The second main theme in the album is health, both mental and physical and hence touches many people who struggle. The song “Saline Solution” tells the story of someone whose mind is a wreckage filled with health anxiety and feelings of darkness and despair, someone who thinks he’s lost his mind, someone who’s exhausted from cities and people and life.

He sings of self-victimization, of sabotaging himself and deliberately following a ruinous path of self-destruction;

“I think I've made my choice I'm a deceased playing victim Slip the fate slip the victory I think I've made my choice Sink secluded in hatred Void the plans friends are making”

Finally, Wilbur relays the feeling of not belonging anywhere, of being unable to stay in one place for too long and leaving people behind as he runs from one city to another. In “Since I Saw Vienna” he talks about this urge to leave, to keep traveling, and his inability to settle down. He talks about how little material things mean to him but how he still keeps small mementos from friends as reminders.

“I'll pick up my hiking boots when I am ready And I'll put down my roots when I'm dead”

In “La Jolla” he speaks of future hopes of having someone close, of living in one place and finally settling, but he still feels like he has to go;

“I could go away I could pack my things and be gone before you wake”

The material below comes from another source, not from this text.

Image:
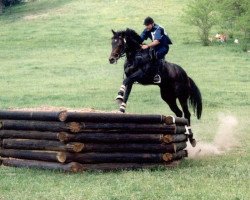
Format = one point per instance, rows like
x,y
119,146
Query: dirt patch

As a whole, this album highlights emotions that are so human and so open that it strikes a chord with many. Thousands of stories have been written about it, as thousands of drawings with bright reds and drowning grays. Although the initial premise was that living in London gave him asthma, London just symbolizes all the big, dirty, over-crowded, glum, and gloomy cities in the world. That’s why the lyrics resonate globally, and that’s why Wilbur has claimed that the lyrics don’t belong to him anymore but to the listeners: “In terms of who owns it in the heart, it’s you guys. I don't own the feelings in that album anymore.”